Research talk:Revision scoring as a service/Work log/2016-02-16

Wednesday, February 17, 2016

Latest comment: 8 years ago1 comment1 person in discussion

OK. I'm working on Urdu wiki. Urdu has this problem that it is a BotPedia(TM). Most of the edits are through bot or other automated tools. Further, it doesn't get nearly as much attention as the big Wikipedias. These two things combined mean that the rate of vandalism on Urdu Wikipedia is very low. That makes it hard to get enough labels (a labor hour problem) in order to get a representative set of vandalism. You can't assume that all reverted edits are vandalism and you can't assume that any non-reverted edit is non-vandalism! I've been thinking about this problem a lot when building training/testing sets for Wikidata.

So, here's my plan. We're going to get a *really* big set of revisions (Say, 500k) and then we're going to split these revisions by whether or not we can trust them. E.g. if an edit is reverted, you can never trust it was good. But if an edit is saved by a sysop and not reverted, it's probably good. We'll measure the proportions of these "potentially sketchy" edits and "trusted" edits and then subsample them into a balanced set for labeling. After labeling is complete, we can sample with replacement to re-achieve the proportions of "potentially sketchy" and "trusted" edits. Then this forms out training and testing set.

OK. 500k revisions. See http://quarry.wmflabs.org/query/6337

Now to run this pre-labeling script that looks up whether the user is in a trusted group or has made a trusted number of edits.

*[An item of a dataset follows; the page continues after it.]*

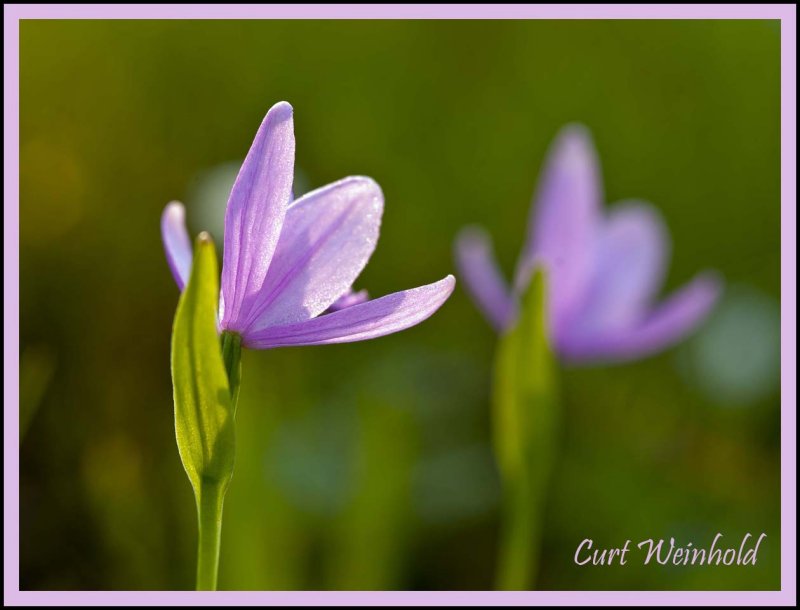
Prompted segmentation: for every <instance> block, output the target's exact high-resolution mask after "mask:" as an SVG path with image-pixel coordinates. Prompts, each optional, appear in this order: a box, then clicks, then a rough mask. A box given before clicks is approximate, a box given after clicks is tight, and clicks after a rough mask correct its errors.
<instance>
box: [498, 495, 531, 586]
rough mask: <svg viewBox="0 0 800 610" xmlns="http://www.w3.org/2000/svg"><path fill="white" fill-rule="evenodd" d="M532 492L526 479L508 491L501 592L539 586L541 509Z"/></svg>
mask: <svg viewBox="0 0 800 610" xmlns="http://www.w3.org/2000/svg"><path fill="white" fill-rule="evenodd" d="M509 487H511V486H509ZM531 492H532V490H531V488H530V485H529V484H527V482H526V481H519V485H517V486H516V487H511V488H510V489H507V490H505V491H504V499H503V522H502V530H501V532H500V551H499V557H498V566H497V582H496V588H497V590H499V591H528V590H531V589H533V588H534V585H535V574H536V571H537V569H538V555H539V539H540V536H541V533H540V522H541V511H540V509H537V508H536V498H535V497H534V496H535V494H533V493H531Z"/></svg>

Then it checks if an edit was reverted and flags any edit as "needs review" == "potentially sketchy".

$ cat datasets/urwiki.sampled_revisions.500k_2015.tsv | \
> editquality prelabel https://ur.wikipedia.org \
>   --trusted-groups=bot,bureaucrat,sysop,rollbackers \
>   --trusted-edits=1000 \
>   --verbose > \
> datasets/urwiki.prelabeled_revisions.500k_2015.tsv

$ wc urwiki.prelabeled_revisions.500k_2015.tsv 
  499906  1987829 13877876 urwiki.prelabeled_revisions.500k_2015.tsv

Cool. So, it looks like I wasn't able to look up 94/500,000 = 0.019% of edits. That seems likely.

Now. How many "need review".

$ cat urwiki.prelabeled_revisions.500k_2015.tsv | grep "True" | wc
  12928   39918  242493
$ cat urwiki.prelabeled_revisions.500k_2015.tsv | grep "False" | wc
 486977 1947908 13635356

Let's see. 12,928/486,977 = 2.65%. Cool. So that means, we can make a labeling set about 2.65% * 2 = 5.3% the size of the input set.

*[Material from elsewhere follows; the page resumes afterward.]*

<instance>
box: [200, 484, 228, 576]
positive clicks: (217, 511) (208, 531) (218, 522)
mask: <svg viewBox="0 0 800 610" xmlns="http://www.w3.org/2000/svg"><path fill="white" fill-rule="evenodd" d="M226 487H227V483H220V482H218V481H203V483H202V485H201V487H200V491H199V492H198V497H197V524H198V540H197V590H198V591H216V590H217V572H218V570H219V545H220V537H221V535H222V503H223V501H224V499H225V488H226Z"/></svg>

So, now, we want to randomly sample a reasonably sized labeling set from this. Let's look at English Wikipedia.

$ cat enwiki.rev_damaging.20k_2015.tsv | grep True | wc
    807    1614   12105

$ cat enwiki.rev_damaging.20k_2015.tsv | grep False | wc
  19193   38386  307088

OK. So it looks like we have only 808 damaging observations. I think we'll want more than that. Let's look at how many of the edits in our original 500 were reverted.

$ cat urwiki.prelabeled_revisions.500k_2015.tsv | grep "reverted" | wc
    717    2868   19359

OK. Not so many. So a size-able proportion of those are probably some version of damage.

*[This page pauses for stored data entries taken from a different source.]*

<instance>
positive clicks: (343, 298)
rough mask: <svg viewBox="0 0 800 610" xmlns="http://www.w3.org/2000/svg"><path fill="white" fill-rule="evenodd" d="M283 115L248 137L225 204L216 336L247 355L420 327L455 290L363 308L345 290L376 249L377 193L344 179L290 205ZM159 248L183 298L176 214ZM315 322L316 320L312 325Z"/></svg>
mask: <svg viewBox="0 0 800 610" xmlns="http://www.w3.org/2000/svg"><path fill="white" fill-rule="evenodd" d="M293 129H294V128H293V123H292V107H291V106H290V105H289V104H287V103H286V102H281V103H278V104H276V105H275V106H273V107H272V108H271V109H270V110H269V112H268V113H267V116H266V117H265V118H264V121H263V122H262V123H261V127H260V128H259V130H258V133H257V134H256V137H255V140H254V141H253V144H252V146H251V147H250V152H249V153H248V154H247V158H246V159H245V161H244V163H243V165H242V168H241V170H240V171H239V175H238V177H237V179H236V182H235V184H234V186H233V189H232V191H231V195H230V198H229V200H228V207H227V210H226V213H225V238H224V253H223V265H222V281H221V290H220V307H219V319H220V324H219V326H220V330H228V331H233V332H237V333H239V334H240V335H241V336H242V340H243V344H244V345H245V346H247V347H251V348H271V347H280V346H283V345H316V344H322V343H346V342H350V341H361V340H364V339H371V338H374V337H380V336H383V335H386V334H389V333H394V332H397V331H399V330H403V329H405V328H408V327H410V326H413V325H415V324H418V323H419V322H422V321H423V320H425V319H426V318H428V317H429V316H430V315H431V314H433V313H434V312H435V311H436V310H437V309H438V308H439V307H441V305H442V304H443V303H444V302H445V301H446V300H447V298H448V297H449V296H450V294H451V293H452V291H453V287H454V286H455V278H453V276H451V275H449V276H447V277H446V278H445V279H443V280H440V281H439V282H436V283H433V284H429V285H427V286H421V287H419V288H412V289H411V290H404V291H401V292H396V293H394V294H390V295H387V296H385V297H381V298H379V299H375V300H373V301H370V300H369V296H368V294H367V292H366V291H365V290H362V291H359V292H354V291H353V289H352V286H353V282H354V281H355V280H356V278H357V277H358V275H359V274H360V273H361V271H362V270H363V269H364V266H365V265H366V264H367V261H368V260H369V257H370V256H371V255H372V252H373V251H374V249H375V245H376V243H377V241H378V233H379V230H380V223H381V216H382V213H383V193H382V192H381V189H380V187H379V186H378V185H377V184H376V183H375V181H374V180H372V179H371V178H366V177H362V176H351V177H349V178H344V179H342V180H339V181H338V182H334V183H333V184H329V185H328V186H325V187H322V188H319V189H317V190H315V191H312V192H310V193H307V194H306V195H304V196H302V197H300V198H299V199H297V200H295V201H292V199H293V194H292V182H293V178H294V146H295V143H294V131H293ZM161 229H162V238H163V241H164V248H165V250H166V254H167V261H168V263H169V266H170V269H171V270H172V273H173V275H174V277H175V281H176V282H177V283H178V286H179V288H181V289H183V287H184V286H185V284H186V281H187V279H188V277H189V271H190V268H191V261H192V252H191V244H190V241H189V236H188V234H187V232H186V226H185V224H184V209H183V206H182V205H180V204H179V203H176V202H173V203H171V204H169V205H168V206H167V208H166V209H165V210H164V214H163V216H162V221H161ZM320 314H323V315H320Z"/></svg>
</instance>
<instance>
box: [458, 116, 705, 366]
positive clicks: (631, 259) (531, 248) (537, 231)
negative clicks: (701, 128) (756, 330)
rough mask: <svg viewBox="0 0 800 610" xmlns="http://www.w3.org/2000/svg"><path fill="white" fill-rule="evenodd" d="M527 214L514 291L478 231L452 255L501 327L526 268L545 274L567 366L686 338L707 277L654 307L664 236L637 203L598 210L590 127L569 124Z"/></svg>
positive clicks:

I was thinking that we'd sample something like 2.5k from both the trusted and "needs review" sized of the dataset and run with that. But we should expect only (717/19193)*2500= ~93.4 reverted revisions to even get labeled. Unless Urdu Wikipedians don't revert a lot of damage, that's not going to be very many examples of vandalism to learn on. Further, we're going to need to split out some more for testing. Hmmm...

OK. I thought about it and I realized that we can always load more into Wiki labels if we need them. There's no way to get more observation other than hard work and we've managed to cut ~95% from the initial work. If we have to come back to review a bit more of the "needs review" group, that'll be a ~97.5% reduction (because we likely won't need any more "trusted" observations). --EpochFail (talk) 00:12, 17 February 2016 (UTC)Reply

Making the review set

Latest comment: 8 years ago2 comments1 person in discussion

Basically, what I need to do is randomly sample 2500 revisions of "trusted" and "needs review" edits. Here's a crazy looking bit of bash to do it.

(
  echo "rev_id\tneeds_review\treason";
  (
    cat datasets/urwiki.prelabeled_revisions.500k_2015.tsv | \
    grep "True" | \
    shuf -n 2500; \
    cat datasets/urwiki.prelabeled_revisions.500k_2015.tsv | \
    grep "False" | \
    shuf -n 2500 \
 ) | \
 shuf \
) > datasets/urwiki.revisions_for_review.5k_2015.tsv

$ wc datasets/urwiki.revisions_for_review.5k_2015.tsv 
  5001  17709 116800 datasets/urwiki.revisions_for_review.5k_2015.tsv

$ head -n5 datasets/urwiki.revisions_for_review.5k_2015.tsv 
rev_id	needs_review	reason
1239668	True	NULL
1337867	True	NULL
1466161	True	NULL
1160958	False	trusted group

OK. That looks like what I wanted. Time to load 'em up. --EpochFail (talk) 00:37, 17 February 2016 (UTC)Reply

First, to create the campaign.

u_wikilabels=> INSERT INTO campaign (name, wiki, form, view, created, labels_per_task, tasks_per_assignment, active) VALUES ('معیار ترمیم کریں ( 5K متوازن )', 'fawiki', 'damaging_and_goodfaith', 'DiffToPrevious', NOW(), 1, 50, True);
INSERT 0 1

Woops! That's not supposed to be "fawiki".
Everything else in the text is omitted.